Girlfriend just picked up a 2012 Jetta 2.5 with 30k on it and I figured it would be a good time to change the oil since I'm not sure when it was previously maintained. Anyway my 08 GTI I run Mobil 1 0W-40 in because that's the only euro spec oil I have found in these parts (OHIO). I'm assuming that I can run this oil in her car year around summer and winter with no issues and a long life correct?


----------



## RhedUberAuto (Sep 30, 2013)

You would be correct. That is the same oil that I have been running in my '13 Jetta 2.5 for 20k miles now. No issues, and it meets the VW oil specification for these engines. 

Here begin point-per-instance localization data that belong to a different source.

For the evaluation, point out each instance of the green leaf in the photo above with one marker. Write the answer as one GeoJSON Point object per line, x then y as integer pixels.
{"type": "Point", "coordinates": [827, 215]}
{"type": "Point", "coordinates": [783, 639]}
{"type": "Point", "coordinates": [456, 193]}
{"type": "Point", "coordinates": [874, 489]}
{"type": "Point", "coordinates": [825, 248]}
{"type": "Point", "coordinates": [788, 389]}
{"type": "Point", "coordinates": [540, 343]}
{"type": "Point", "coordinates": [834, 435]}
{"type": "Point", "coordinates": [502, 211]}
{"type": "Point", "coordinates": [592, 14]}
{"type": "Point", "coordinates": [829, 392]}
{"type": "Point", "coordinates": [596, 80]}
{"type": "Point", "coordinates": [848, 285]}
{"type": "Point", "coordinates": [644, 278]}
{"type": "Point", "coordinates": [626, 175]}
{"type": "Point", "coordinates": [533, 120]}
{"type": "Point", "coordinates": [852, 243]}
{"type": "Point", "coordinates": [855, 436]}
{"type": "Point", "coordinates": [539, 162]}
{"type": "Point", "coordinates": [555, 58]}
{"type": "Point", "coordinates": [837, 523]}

Sent from my iPhone using Tapatalk Pro


----------



## helldiver14 (Jul 4, 2016)

RhedUberAuto said:


> You would be correct. That is the same oil that I have been running in my '13 Jetta 2.5 for 20k miles now. No issues, and it meets the VW oil specification for these engines.
> 
> 
> Sent from my iPhone using Tapatalk Pro


:thumbup: Shweet!


----------



## le0n (Jun 12, 2013)

I'm currently running over 200k miles with 0-40 Mobil 1. It is usually what I grab when I get to the store. 

A few oddball times I've used a few other brands.

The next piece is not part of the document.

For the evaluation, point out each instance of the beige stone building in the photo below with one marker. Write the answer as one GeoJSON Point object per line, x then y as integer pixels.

We don't get much of a weather swing here in Houston but my rabbit doesn't mind the summer heat with this oil.


----------



## joshua_7373 (Jan 29, 2016)

Been running mobile 1 European version which is 0w-40 for about 20k miles ...no issues at all...before that it had castrol 0w-40 ? 

Sent from my XT1635-01 using Tapatalk


----------



## helldiver14 (Jul 4, 2016)

Well I changed it tonight and that oil filter housing was a pain compared to my GTI. It was on very tight. I put it on with my oil filter wrench and I dont like the sticky feeling of when screwing it on. Would moly lube be okay to put on the threads of the housing to give it a smoother turn?


----------



## le0n (Jun 12, 2013)

The sticky feeling is probably the spring seated seal. I wouldn't worry too much about that.


----------



## helldiver14 (Jul 4, 2016)

le0n said:


> The sticky feeling is probably the spring seated seal. I wouldn't worry too much about that.

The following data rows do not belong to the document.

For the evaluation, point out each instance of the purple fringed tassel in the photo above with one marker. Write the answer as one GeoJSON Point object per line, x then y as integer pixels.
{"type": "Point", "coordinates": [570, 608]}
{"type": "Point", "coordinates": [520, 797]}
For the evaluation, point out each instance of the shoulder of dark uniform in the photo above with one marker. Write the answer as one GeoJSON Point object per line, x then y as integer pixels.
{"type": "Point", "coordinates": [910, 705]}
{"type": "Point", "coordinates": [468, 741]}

Ah didnt think about that. Thanks!


----------



## MLue1 (Apr 27, 2008)

*5W30 all the way !*

Seriously, for the 2.5 I think 5W30 is better and VW recommends it for year round.

Why would you want to put a thicker oil than what is required to slow your engine response down and reduce your milage.

My 2 cents.


----------



## Jack Watts (Jul 19, 2015)

5W30 oils that meet the 502 spec aren't all that common--and some that do are thicker than the new Mobil 1 0W40 (which isn't that thick). I agree, I'd rather use a 5W30 oil in this engine but it's hard to beat the price and availability of Mobil 0W40, PZ Euro 0W40, or Castrol 0W40.


----------



## joshua_7373 (Jan 29, 2016)

helldiver14 said:


> Well I changed it tonight and that oil filter housing was a pain compared to my GTI. It was on very tight. I put it on with my oil filter wrench and I dont like the sticky feeling of when screwing it on. Would moly lube be okay to put on the threads of the housing to give it a smoother turn?


Man that oil filter was a PAIN for me....the shop who changed it last tighten the crap out of my oil filter...I went through 3 different sockets trying to get the thing off...I finally took it to a quick lube and the guy did it for free....he was cool as hell and understood

Sent from my XT1635-01 using Tapatalk


----------



## Jack Watts (Jul 19, 2015)

yeah, I had to buy this one: https://www.amazon.com/Motivx-Tools...11-spons&keywords=VW+2.5L+filter+wrench&psc=1

The first steel one stripped out, the second one got the filter off then had to be cut off with a dremel to be removed.. Yeah, it's a pain. The cap wrench above is definitely worth it.


----------